Ask them for any other comments.
Debrief them. Explain your motivation if they wish (for example, expectations about keyboard layouts)
3. RESULTS
Each subject will be identified by a unique number. You should collect your numeric and qualitative results on the
worksheets as given in Appendix 5. Your numeric data should be recorded in EXACTLY the format described on the
worksheet. For hypothesis 1, you would calculate a t-test contrasting the typing rates on the two layouts. An example
set of data and the results of a T-test are in Appendix 6. As well, you could plot a scattergram that contrasts subjects'
typing speed on the conventional typing test (the X-axis) with their typing speed on each of the other "soft" keyboards
(the Y-axis). For each scattergram, draw a straight line that best "fits" the result. (I will be doing this through statistics
as well, through something known as a regression analysis.)
Your write up usually includes a table of summary statistics and descriptions of the t-test result.
4. WHAT TO DO WITH ALL THIS
An experimental report typically follows the style specified in the accompanying document "How to structure reports
on experiments in human-computer interaction". This assignment specification already gives material for the
introduction, description of the experiment, and expectations in the results section. It would also include a related
work section, and it would be up to you to investigate other keyboard studies.
It is up to you to interpret what the results mean. You should discuss this with your group, and think about it. Think
about the impact your findings would have to the application constraints described in this scenario, the general use of
soft keyboards, the implications to other practitioners, your critical reflections, and a research agenda of future study
and issues. Use both the qualitative and quantitative findings of your study, as well as prior research on keyboards.
Your conclusion should make a recommendation and should justify your results.
Include your rough data and worksheets in an appendix. This should include the work sheets where you recorded preand post-experiment answers to questions, subject's comments, etc. You would not normally include this in a paper,
but you should always maintain this as an archive that you can use if you have to refer back to your data and its
analysis.
5. BACKGROUND
5.1 Keyboard layouts
Early typewriter mechanisms were quite crude. Typebars (the levers that actually struck the paper) tended to jam,
particularly when two nearby keys were hit in rapid succession. The first typewriters had keyboards that were laid out
alphabetically, and fast typists would routinely run into jamming problems.
The Qwerty layout (below middle-left), named for the first six keys in the top-left row, was developed in the late
1870's to minimize the jamming problem. It increased the spacing between common pairs of letters so that
sequentially-struck keys would not jam. It was also developed for two-finger typing; touch typing was unknown until
the early 1900s. The Qwerty layout is found on virtually all of today's computers.

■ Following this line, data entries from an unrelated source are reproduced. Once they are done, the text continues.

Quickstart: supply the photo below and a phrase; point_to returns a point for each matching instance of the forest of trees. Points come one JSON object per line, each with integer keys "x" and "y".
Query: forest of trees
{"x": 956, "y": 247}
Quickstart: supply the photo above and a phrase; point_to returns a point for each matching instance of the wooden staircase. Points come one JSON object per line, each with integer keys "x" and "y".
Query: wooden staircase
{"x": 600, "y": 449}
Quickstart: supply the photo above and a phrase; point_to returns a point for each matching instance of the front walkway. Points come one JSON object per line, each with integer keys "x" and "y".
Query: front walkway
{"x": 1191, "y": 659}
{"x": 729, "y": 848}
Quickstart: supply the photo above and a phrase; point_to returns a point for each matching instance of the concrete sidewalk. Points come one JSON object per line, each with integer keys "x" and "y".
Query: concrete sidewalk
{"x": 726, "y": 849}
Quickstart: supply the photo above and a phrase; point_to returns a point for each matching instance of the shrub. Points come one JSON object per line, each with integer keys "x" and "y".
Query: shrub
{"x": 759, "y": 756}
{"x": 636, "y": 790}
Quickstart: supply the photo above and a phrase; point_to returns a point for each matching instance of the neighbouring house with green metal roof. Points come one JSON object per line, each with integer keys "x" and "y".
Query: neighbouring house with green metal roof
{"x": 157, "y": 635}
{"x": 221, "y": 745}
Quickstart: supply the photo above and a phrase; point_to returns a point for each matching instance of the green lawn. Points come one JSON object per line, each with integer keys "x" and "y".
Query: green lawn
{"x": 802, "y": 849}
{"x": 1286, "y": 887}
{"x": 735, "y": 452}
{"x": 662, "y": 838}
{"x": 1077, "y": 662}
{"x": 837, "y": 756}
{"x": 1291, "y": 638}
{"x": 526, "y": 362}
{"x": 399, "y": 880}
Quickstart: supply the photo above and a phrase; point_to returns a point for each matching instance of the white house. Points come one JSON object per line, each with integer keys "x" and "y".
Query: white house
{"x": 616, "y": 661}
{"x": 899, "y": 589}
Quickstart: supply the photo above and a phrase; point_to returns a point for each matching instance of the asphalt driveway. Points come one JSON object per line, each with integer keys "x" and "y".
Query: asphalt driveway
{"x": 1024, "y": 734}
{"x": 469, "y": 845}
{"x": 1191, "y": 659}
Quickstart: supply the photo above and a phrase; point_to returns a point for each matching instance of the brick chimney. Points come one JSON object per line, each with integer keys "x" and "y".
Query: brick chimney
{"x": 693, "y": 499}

Today, typewriter mechanics and jamming are no longer a concern, and several alternate layouts to Qwerty exist.
Alphabetic keyboards (above right) that lay out the keys in alphabetic order have recently appeared on several
devices, such as pocket computers, calculators and children's toys. The idea is that non-typists can find keys more
quickly because they know the alphabet. Surprisingly, most studies have found that typing speeds on alphabetic
keyboards are lower than that of the Qwerty, even for non-typists.
The Dvorak keyboard (below, bottom-left), developed in the 1930s, was based upon time and motion studies of
touch-typing of English text. Its design simplifies a typist's finger motion, increases the amount of time spend on the
home (middle) row, and balances the amount of work done by all fingers. Frequently used letters are placed on
opposite halves of the keyboard to maximize two-handed typing sequences (which is faster than one-handed typing of
characters in sequence). Studies contrasting Dvorak and Qwerty typing confirm that Dvorak is indeed faster after
training; however, there is some disagreement on the amount of improvement.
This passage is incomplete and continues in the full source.